Each of the aforementioned sections of the ROBOTC curriculum contains a programming challenge. The programming challenged is designed to showcase the skills that were emphasized in that section. Each section also contains an assortment of “mini challenges”. These challenges can be used at the teacher’s discretion. They all do not have to be completed. However, they can be very useful. For example, after the students have spent a day or two learning a topic, I will begin the following class with one of these mini challenges. They might not know all of the skills needed to complete the section challenge, but the mini challenge is a good assessment of what has been presented so far in that section. This also serves as a good change of pace for the class. Simply, you can’t learn to program without actually programming. In order to really understand the applications of while loops or if/else statements, students need to apply them. The mini challenges found within the ROBOTC curriculum serve as a great opportunity to scaffold skills toward their more challenging applications.

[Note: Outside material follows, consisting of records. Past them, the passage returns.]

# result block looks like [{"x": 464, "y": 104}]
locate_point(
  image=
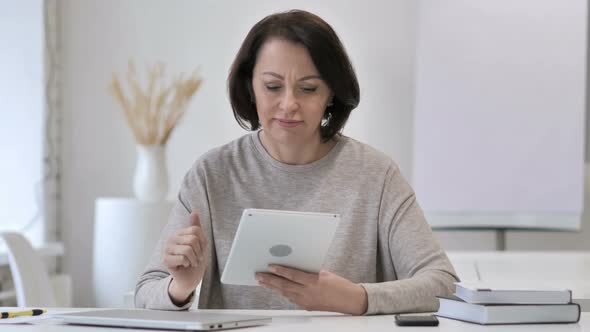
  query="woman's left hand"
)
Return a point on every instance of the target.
[{"x": 323, "y": 291}]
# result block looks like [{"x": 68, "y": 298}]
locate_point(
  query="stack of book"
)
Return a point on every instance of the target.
[{"x": 493, "y": 304}]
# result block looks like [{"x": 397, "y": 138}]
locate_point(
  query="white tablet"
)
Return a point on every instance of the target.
[{"x": 294, "y": 239}]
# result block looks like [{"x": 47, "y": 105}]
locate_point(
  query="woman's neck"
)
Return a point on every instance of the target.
[{"x": 299, "y": 153}]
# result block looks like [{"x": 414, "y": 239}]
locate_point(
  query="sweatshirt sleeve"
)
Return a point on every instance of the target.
[
  {"x": 151, "y": 291},
  {"x": 415, "y": 267}
]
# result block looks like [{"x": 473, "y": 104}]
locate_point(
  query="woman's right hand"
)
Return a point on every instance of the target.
[{"x": 186, "y": 259}]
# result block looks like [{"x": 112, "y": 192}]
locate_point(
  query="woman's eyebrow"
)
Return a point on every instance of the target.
[{"x": 308, "y": 77}]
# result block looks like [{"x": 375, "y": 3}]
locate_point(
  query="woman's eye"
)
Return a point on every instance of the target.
[{"x": 273, "y": 87}]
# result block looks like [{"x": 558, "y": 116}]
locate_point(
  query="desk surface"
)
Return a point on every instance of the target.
[{"x": 290, "y": 321}]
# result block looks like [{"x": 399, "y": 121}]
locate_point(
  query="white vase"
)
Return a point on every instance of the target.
[{"x": 150, "y": 182}]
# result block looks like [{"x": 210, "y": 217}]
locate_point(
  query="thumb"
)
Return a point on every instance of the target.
[{"x": 195, "y": 220}]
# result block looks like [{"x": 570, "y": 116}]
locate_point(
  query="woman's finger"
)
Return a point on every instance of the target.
[
  {"x": 298, "y": 276},
  {"x": 187, "y": 251},
  {"x": 175, "y": 261},
  {"x": 193, "y": 241}
]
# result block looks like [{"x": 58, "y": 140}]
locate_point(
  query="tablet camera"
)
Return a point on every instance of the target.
[{"x": 280, "y": 250}]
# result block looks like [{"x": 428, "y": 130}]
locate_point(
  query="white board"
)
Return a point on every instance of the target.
[{"x": 500, "y": 112}]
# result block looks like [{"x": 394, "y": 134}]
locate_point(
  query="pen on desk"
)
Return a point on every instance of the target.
[{"x": 33, "y": 312}]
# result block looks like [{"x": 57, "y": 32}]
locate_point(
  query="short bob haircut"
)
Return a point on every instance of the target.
[{"x": 327, "y": 54}]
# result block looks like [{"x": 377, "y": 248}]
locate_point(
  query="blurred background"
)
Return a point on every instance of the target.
[{"x": 65, "y": 143}]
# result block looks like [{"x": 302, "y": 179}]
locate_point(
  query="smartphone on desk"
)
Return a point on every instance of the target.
[{"x": 416, "y": 320}]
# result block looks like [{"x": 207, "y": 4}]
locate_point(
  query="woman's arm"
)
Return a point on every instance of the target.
[
  {"x": 411, "y": 257},
  {"x": 156, "y": 284}
]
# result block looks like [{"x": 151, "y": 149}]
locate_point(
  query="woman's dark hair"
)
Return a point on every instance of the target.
[{"x": 327, "y": 54}]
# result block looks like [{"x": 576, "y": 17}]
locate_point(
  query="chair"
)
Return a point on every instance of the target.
[{"x": 32, "y": 283}]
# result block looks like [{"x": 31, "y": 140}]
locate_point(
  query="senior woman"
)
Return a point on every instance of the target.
[{"x": 293, "y": 86}]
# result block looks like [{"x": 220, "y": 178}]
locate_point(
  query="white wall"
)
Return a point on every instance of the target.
[
  {"x": 21, "y": 111},
  {"x": 99, "y": 36}
]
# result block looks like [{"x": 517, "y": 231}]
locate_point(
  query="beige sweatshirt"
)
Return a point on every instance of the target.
[{"x": 383, "y": 241}]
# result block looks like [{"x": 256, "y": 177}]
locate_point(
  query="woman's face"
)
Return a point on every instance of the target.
[{"x": 290, "y": 95}]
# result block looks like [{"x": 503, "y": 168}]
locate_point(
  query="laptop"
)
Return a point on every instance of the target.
[{"x": 167, "y": 320}]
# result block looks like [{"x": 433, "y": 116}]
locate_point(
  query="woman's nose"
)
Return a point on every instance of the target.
[{"x": 289, "y": 101}]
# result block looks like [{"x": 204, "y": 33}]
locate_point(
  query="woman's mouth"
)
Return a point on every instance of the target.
[{"x": 288, "y": 123}]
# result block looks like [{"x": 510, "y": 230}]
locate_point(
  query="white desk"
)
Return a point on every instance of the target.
[{"x": 291, "y": 321}]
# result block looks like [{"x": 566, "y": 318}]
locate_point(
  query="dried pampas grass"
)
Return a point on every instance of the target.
[{"x": 153, "y": 113}]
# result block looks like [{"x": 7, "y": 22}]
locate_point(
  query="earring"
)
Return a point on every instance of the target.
[{"x": 326, "y": 119}]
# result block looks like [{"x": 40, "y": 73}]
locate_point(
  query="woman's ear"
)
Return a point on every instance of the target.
[{"x": 250, "y": 91}]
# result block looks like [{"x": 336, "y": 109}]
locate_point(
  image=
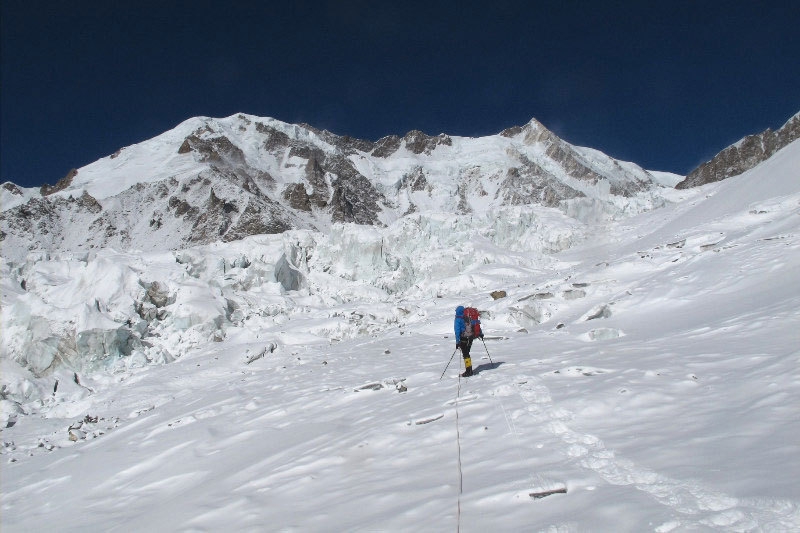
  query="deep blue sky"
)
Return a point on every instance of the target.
[{"x": 663, "y": 84}]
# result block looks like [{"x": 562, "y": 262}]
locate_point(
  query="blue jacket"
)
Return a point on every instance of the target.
[{"x": 458, "y": 324}]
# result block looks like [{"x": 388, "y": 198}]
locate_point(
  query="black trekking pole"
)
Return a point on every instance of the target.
[
  {"x": 448, "y": 363},
  {"x": 487, "y": 350}
]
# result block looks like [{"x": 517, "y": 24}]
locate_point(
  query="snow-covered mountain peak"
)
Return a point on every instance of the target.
[{"x": 212, "y": 179}]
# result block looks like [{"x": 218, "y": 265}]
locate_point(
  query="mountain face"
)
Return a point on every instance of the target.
[
  {"x": 212, "y": 180},
  {"x": 743, "y": 155}
]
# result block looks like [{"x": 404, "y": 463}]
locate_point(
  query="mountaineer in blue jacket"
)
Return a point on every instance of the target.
[{"x": 466, "y": 330}]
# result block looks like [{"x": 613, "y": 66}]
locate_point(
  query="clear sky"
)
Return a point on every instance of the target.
[{"x": 664, "y": 84}]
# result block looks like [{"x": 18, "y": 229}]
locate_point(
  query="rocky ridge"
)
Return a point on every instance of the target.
[
  {"x": 743, "y": 155},
  {"x": 211, "y": 180}
]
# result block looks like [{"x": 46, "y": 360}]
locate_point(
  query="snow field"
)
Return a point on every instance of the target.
[{"x": 652, "y": 372}]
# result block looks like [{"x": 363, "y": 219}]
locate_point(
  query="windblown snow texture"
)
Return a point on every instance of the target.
[{"x": 643, "y": 371}]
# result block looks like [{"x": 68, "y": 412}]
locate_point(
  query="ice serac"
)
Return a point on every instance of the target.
[
  {"x": 743, "y": 155},
  {"x": 220, "y": 180}
]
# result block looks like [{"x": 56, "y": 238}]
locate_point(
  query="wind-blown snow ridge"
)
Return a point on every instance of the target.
[
  {"x": 226, "y": 179},
  {"x": 647, "y": 365}
]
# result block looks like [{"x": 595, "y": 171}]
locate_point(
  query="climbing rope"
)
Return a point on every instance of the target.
[{"x": 460, "y": 472}]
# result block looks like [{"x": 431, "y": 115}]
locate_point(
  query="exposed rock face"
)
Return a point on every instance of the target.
[
  {"x": 744, "y": 155},
  {"x": 62, "y": 184}
]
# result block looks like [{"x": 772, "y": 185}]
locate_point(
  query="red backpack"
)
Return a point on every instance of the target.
[{"x": 472, "y": 322}]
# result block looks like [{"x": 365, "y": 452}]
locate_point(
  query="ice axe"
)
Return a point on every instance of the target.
[{"x": 487, "y": 350}]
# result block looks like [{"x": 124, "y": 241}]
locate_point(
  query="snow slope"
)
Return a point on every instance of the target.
[{"x": 651, "y": 372}]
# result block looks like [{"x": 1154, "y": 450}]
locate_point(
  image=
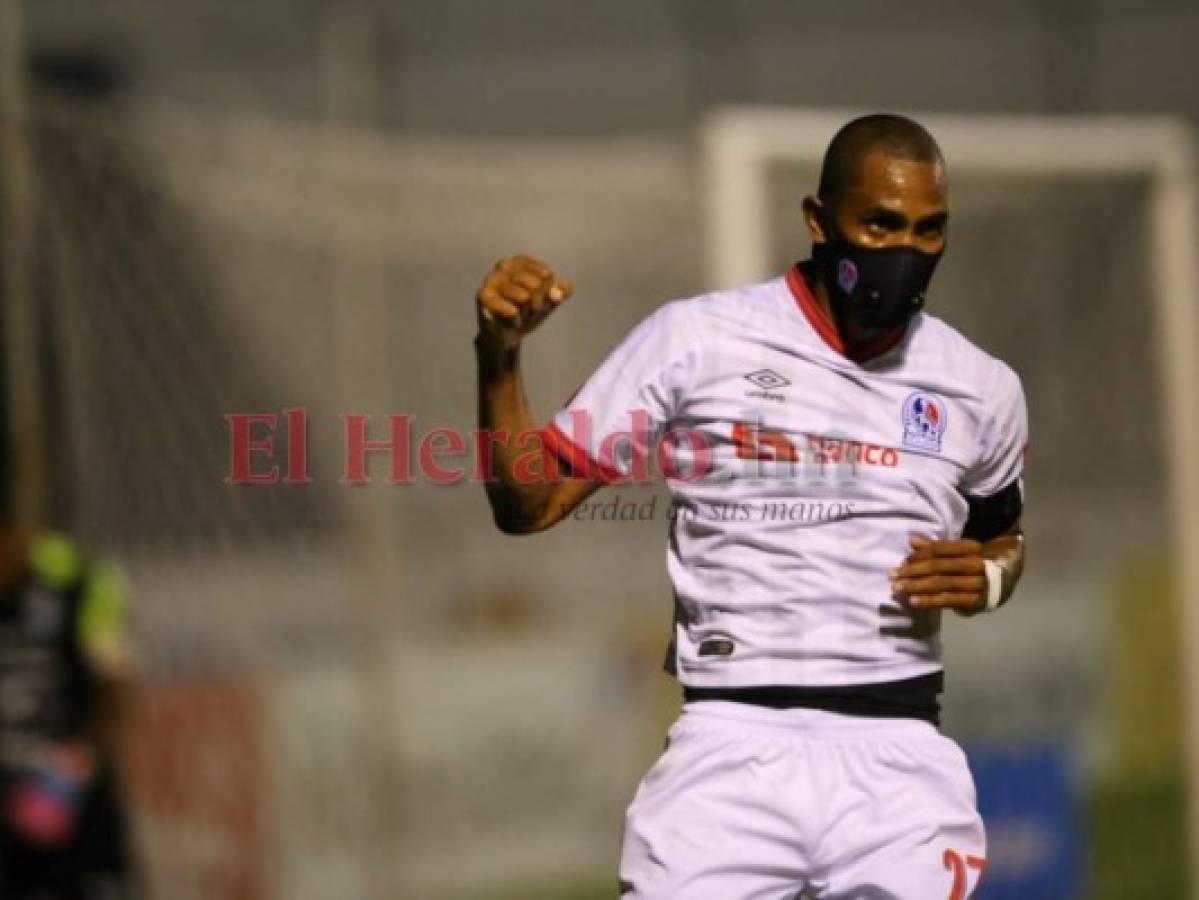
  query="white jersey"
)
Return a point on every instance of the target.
[{"x": 799, "y": 476}]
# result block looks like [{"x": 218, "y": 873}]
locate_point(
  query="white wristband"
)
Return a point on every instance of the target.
[{"x": 994, "y": 573}]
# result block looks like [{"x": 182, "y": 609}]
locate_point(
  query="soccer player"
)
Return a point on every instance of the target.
[
  {"x": 844, "y": 467},
  {"x": 65, "y": 669}
]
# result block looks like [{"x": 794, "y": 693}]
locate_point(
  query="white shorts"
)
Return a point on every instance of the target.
[{"x": 749, "y": 803}]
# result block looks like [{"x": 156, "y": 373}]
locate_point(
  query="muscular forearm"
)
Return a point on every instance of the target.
[{"x": 517, "y": 502}]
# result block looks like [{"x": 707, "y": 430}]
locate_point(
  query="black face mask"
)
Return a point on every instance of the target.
[{"x": 878, "y": 288}]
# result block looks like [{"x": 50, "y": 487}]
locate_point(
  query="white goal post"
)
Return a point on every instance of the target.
[{"x": 741, "y": 143}]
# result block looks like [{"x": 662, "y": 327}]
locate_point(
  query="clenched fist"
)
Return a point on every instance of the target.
[{"x": 516, "y": 297}]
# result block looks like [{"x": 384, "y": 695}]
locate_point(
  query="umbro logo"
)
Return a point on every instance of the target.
[{"x": 767, "y": 379}]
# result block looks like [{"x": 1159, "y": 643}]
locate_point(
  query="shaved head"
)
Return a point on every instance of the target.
[{"x": 893, "y": 136}]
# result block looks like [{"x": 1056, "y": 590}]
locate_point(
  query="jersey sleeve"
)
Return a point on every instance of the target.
[
  {"x": 1002, "y": 441},
  {"x": 609, "y": 428}
]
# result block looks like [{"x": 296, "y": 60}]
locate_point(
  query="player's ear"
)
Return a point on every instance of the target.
[{"x": 813, "y": 217}]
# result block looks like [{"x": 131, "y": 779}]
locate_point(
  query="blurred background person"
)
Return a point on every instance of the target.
[{"x": 65, "y": 682}]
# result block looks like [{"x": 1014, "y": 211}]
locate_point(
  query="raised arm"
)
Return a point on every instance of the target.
[{"x": 516, "y": 297}]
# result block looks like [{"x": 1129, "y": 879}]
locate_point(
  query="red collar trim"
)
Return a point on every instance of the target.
[{"x": 826, "y": 328}]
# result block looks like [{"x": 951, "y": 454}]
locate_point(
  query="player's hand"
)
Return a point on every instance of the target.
[
  {"x": 516, "y": 297},
  {"x": 943, "y": 574}
]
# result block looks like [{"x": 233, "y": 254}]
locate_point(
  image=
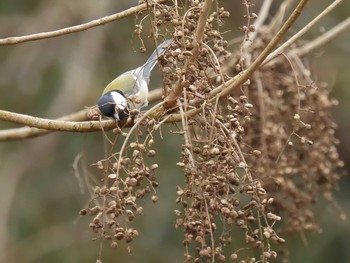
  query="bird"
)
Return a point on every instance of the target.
[{"x": 130, "y": 90}]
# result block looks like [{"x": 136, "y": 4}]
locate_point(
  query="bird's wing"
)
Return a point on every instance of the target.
[{"x": 125, "y": 83}]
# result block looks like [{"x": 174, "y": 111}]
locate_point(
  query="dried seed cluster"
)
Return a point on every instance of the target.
[
  {"x": 294, "y": 131},
  {"x": 127, "y": 178},
  {"x": 265, "y": 151}
]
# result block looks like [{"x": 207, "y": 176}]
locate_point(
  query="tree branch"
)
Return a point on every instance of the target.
[
  {"x": 170, "y": 100},
  {"x": 323, "y": 39},
  {"x": 306, "y": 28},
  {"x": 32, "y": 132},
  {"x": 77, "y": 28}
]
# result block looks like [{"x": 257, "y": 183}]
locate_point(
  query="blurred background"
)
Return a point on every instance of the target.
[{"x": 40, "y": 195}]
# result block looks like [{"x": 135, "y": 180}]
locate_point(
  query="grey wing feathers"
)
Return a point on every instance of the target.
[{"x": 152, "y": 60}]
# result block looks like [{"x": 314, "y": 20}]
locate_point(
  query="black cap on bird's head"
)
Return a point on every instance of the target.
[{"x": 114, "y": 104}]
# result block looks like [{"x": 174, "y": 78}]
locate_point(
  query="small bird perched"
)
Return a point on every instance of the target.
[{"x": 130, "y": 89}]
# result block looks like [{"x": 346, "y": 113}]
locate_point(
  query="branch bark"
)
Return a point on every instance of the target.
[{"x": 77, "y": 28}]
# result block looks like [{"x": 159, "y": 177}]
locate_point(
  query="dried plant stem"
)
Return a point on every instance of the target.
[
  {"x": 306, "y": 28},
  {"x": 170, "y": 100},
  {"x": 323, "y": 39},
  {"x": 32, "y": 132},
  {"x": 77, "y": 28},
  {"x": 137, "y": 123},
  {"x": 228, "y": 87}
]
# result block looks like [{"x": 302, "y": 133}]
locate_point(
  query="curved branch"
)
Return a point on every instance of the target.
[
  {"x": 170, "y": 100},
  {"x": 32, "y": 132},
  {"x": 306, "y": 28},
  {"x": 77, "y": 28}
]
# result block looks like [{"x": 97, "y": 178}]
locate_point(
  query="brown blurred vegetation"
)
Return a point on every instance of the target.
[{"x": 40, "y": 195}]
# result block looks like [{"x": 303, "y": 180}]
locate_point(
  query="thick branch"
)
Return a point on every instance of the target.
[
  {"x": 77, "y": 28},
  {"x": 31, "y": 132}
]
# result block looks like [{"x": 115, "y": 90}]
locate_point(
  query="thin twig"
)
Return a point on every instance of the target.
[
  {"x": 322, "y": 40},
  {"x": 170, "y": 100},
  {"x": 32, "y": 132},
  {"x": 306, "y": 28},
  {"x": 227, "y": 88},
  {"x": 77, "y": 28}
]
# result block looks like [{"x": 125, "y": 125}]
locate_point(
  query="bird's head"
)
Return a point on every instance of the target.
[{"x": 114, "y": 104}]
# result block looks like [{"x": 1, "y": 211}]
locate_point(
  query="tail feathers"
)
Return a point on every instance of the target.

A beginning teacher of ROBOTC could teach the basic ROBOTC curriculum in one semester. By including many of the mini challenges, the curriculum can be stretched easily over a semester. I often tell teachers who are teaching the class for a year to do this, and then to end the year with a larger programming challenge. After the students have made it through the ROBOTC curriculum, I enjoy introducing them to Multi-Robot Communication. The sensor needed (NXTBee) is inexpensive, and there are a lot of great ideas for activities and programming challenges.
If you have a stronger background in computer science, and maybe you are teaching older students, you may be able to navigate through the curriculum much faster. What then do you do with students if you have them for an entire year? Luckily, there are many great ROBOTC projects on robotc.net. Moreover, the ROBOTC forum is also a wonderful place to look for ideas for projects, in-class competitions, and programming challenges.
Teaching robotics and ROBOTC is a lot of fun. The ability to watch your students apply what they learn in the ROBOTC curriculum in such engaging and open-ended activities is one of the main reasons why.